On 31 August 2025, a landslide destroyed the village of Tarasin (also rendered Tarseen and Tarsin) in the Marrah Mountains in Central Darfur, western Sudan, killing between 375 and 1,500 people.

== Impact ==
The landslide occurred at 17:00 CAT in Tarasin (Turrah, Turra), a village in the Marrah Mountains in Central Darfur, according to the Sudan Liberation Movement/Army (SLM), which controls much of the area. According to witnesses, the landslides came in two waves within a few hours, with the second burying villagers who were trying to help victims of the first landslide. Additional landslides occurred on 1 and 2 September.

Conflicting accounts emerged as to the number of casualties, with the Federal Ministry of Health saying that only two people died, while civil authorities linked to the SLM estimated that there were at least 1,573 fatalities.

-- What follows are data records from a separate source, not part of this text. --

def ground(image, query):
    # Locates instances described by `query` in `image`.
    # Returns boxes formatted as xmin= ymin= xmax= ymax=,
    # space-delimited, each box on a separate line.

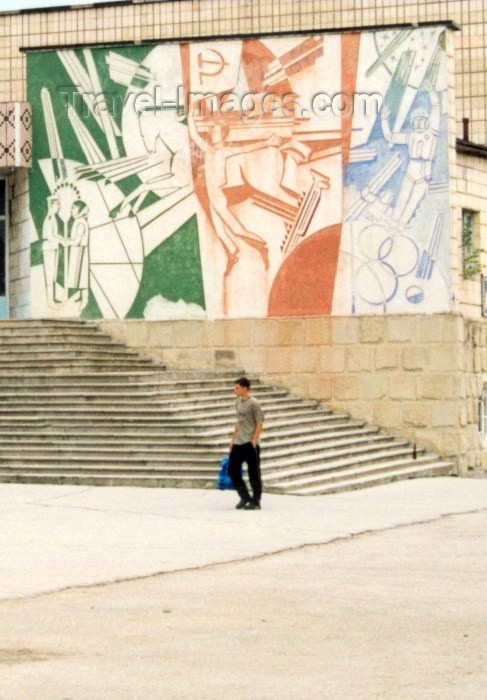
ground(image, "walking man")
xmin=228 ymin=377 xmax=264 ymax=510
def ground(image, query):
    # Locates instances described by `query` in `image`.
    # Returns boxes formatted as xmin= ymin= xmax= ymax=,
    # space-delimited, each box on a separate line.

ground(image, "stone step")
xmin=0 ymin=470 xmax=217 ymax=489
xmin=0 ymin=421 xmax=372 ymax=442
xmin=265 ymin=440 xmax=418 ymax=488
xmin=0 ymin=392 xmax=320 ymax=424
xmin=0 ymin=387 xmax=304 ymax=408
xmin=0 ymin=364 xmax=252 ymax=391
xmin=0 ymin=343 xmax=147 ymax=363
xmin=2 ymin=413 xmax=354 ymax=434
xmin=0 ymin=401 xmax=331 ymax=416
xmin=0 ymin=434 xmax=394 ymax=468
xmin=0 ymin=359 xmax=160 ymax=374
xmin=284 ymin=457 xmax=455 ymax=496
xmin=0 ymin=319 xmax=92 ymax=335
xmin=0 ymin=384 xmax=290 ymax=406
xmin=0 ymin=372 xmax=168 ymax=382
xmin=0 ymin=331 xmax=127 ymax=344
xmin=0 ymin=348 xmax=152 ymax=366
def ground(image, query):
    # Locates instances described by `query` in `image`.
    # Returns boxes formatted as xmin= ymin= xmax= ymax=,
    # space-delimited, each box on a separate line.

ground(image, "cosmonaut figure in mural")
xmin=42 ymin=195 xmax=64 ymax=307
xmin=64 ymin=199 xmax=90 ymax=309
xmin=381 ymin=91 xmax=441 ymax=226
xmin=188 ymin=105 xmax=282 ymax=275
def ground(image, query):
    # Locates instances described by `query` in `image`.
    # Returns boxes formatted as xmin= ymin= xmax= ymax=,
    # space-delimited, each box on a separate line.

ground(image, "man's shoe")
xmin=244 ymin=501 xmax=260 ymax=510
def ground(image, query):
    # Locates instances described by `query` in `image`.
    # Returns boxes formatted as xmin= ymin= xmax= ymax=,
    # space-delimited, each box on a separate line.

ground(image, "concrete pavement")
xmin=0 ymin=477 xmax=487 ymax=600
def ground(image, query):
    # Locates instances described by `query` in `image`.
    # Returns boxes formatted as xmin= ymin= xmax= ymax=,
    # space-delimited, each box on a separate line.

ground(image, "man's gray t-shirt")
xmin=235 ymin=396 xmax=264 ymax=445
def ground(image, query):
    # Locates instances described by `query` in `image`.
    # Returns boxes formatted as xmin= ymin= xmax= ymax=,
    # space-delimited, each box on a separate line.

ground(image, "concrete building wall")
xmin=8 ymin=170 xmax=31 ymax=318
xmin=101 ymin=314 xmax=487 ymax=474
xmin=0 ymin=0 xmax=487 ymax=143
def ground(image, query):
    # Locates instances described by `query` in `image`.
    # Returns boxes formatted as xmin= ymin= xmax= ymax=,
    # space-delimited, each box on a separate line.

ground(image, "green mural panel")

The SLM said that around 1,000 people died, adding that the death toll was a preliminary estimate and that their early assessment suggests "the death of all village residents". One survivor was later found, described by a relative as being in a coma after sustaining multiple fractures to both legs and a serious head injury. By September 5, 375 bodies had been recovered from the site. Save the Children said as many as 200 children were among the dead. The International Organization for Migration said that 150 people were displaced from the area.

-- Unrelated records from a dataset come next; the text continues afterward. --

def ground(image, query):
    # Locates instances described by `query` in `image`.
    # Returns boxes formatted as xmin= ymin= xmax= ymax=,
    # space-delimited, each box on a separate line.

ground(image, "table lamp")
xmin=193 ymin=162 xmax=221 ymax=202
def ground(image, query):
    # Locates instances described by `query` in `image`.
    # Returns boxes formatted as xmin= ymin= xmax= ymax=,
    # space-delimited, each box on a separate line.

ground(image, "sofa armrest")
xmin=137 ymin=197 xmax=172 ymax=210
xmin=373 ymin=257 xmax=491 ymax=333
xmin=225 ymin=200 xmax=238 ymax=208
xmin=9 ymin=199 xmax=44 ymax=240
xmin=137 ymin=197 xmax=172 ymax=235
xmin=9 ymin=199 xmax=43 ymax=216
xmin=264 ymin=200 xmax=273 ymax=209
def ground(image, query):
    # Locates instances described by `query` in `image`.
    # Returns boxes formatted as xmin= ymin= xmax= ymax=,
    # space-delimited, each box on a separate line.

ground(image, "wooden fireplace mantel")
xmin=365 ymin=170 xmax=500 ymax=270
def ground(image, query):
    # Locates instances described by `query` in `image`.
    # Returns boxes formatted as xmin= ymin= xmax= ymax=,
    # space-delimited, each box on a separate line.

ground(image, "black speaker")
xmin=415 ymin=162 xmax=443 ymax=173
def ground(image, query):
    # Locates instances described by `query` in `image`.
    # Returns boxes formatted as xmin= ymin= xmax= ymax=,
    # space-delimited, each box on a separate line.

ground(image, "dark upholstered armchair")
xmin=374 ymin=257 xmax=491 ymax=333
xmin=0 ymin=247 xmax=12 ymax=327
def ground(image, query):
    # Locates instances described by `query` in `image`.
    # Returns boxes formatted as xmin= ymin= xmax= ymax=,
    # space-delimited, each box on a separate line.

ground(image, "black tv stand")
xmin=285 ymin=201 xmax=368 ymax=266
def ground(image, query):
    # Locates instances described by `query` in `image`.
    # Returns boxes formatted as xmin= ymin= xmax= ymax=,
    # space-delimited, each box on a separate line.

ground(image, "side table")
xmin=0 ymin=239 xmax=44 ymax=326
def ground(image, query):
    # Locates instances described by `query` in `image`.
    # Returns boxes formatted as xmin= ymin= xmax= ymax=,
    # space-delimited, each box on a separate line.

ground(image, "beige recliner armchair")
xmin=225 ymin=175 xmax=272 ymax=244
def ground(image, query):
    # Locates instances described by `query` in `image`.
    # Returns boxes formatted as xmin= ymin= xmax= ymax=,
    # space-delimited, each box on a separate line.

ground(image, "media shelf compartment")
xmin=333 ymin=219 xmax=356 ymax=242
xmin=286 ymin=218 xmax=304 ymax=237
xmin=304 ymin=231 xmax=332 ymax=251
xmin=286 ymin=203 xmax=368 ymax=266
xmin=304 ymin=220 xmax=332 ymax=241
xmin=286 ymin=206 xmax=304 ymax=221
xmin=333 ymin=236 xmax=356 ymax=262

The landslide was attributed by the Sudanese Ministry of Minerals to heavy rain during the last week of August that destabilised the mountain slopes. The affected village was situated in an area known for growing citruses. The SLM added that 1,500 homes were destroyed while over 5,000 head of livestock were lost.

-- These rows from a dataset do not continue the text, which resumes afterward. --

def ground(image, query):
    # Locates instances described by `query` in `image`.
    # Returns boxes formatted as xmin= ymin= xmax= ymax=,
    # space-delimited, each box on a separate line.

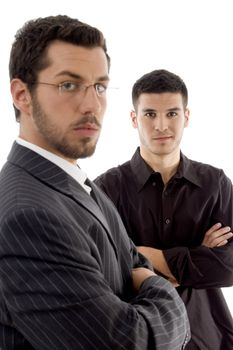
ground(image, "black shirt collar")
xmin=130 ymin=147 xmax=201 ymax=191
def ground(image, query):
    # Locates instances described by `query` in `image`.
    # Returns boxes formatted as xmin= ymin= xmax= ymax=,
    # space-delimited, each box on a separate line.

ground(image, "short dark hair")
xmin=9 ymin=15 xmax=110 ymax=119
xmin=132 ymin=69 xmax=188 ymax=109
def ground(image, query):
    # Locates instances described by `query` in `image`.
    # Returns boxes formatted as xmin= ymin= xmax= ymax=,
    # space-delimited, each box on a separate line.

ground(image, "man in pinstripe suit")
xmin=0 ymin=16 xmax=190 ymax=350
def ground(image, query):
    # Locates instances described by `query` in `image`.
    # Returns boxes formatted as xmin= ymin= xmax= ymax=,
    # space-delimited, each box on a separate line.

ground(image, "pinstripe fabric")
xmin=0 ymin=144 xmax=189 ymax=350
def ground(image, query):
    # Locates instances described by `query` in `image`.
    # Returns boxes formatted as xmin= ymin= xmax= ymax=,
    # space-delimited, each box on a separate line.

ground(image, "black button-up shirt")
xmin=95 ymin=149 xmax=233 ymax=350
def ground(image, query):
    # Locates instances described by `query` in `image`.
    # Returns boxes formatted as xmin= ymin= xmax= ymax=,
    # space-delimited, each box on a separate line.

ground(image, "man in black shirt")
xmin=96 ymin=70 xmax=233 ymax=350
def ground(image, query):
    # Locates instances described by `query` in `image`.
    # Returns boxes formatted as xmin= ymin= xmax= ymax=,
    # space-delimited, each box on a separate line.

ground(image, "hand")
xmin=201 ymin=223 xmax=233 ymax=248
xmin=132 ymin=267 xmax=157 ymax=291
xmin=137 ymin=246 xmax=179 ymax=287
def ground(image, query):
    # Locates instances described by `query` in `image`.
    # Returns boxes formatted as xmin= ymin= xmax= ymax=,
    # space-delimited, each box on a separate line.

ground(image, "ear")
xmin=184 ymin=108 xmax=190 ymax=128
xmin=130 ymin=111 xmax=138 ymax=129
xmin=10 ymin=79 xmax=31 ymax=114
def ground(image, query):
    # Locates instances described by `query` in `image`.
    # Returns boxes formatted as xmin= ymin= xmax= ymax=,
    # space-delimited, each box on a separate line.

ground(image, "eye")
xmin=95 ymin=83 xmax=107 ymax=95
xmin=167 ymin=111 xmax=177 ymax=118
xmin=145 ymin=112 xmax=156 ymax=119
xmin=59 ymin=81 xmax=81 ymax=92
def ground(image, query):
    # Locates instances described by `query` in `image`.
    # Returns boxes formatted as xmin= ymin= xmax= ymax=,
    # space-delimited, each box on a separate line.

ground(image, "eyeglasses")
xmin=33 ymin=81 xmax=108 ymax=97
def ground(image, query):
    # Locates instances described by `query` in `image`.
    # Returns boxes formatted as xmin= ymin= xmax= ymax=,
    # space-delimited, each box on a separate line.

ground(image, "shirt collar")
xmin=16 ymin=137 xmax=91 ymax=194
xmin=130 ymin=147 xmax=201 ymax=191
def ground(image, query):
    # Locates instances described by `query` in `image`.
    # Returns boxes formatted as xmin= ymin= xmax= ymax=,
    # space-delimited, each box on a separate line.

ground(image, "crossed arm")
xmin=138 ymin=223 xmax=233 ymax=287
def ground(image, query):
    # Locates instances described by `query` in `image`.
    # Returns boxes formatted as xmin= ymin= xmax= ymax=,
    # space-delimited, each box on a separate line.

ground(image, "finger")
xmin=208 ymin=226 xmax=231 ymax=242
xmin=217 ymin=240 xmax=228 ymax=248
xmin=211 ymin=232 xmax=233 ymax=248
xmin=205 ymin=222 xmax=222 ymax=236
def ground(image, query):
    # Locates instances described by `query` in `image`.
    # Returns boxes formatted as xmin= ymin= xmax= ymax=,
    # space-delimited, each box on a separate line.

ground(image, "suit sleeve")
xmin=0 ymin=208 xmax=190 ymax=350
xmin=163 ymin=172 xmax=233 ymax=288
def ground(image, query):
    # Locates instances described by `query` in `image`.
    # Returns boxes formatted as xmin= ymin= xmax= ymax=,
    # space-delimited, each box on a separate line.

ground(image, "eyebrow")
xmin=56 ymin=70 xmax=109 ymax=81
xmin=142 ymin=107 xmax=182 ymax=113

Images from the site showed two gullies on a mountainside converging at a lower level where the village was located. The United Nations initially said that it had confirmed at least 370 deaths, adding that it was hard to assess the scale of the incident or the exact death toll due to the area's remote location. It later revised the potential death toll down to "scores" for undisclosed reasons. Doctors Without Borders noted the ongoing Sudanese civil war as a complicating factor. The SLM said the area was accessible only by foot or donkeys.

== Aftermath ==
The SLM made appeals to the United Nations and international humanitarian organisations for assistance in retrieving the dead. The SLM's leader, Abdul Wahid al-Nur, said residents of other villages were fearful of a similar disaster impacting them. The SLM also accused elements from the former regime of Omar al-Bashir embedded in the SAF-aligned government based in Port Sudan of spreading disinformation to downplay the scale of the disaster. Save the Children sent an 11-person team carrying humanitarian aid to Tarasin on 4 September using donkeys following a six-hour trek from Golo. An inter-agency assessment team that included personnel from the United Nations reached the area on 8 September.

Both of the competing governments headed by the main factions in the civil war, namely the Sudanese Armed Forces and the Rapid Support Forces, pledged to provide assistance to the victims. The African Union called for a ceasefire to facilitate the delivery of aid. On 2 September, the SAF-aligned government announced that it would continue to open the Adre border crossing with Chad until the end of the year in consideration over the landslide.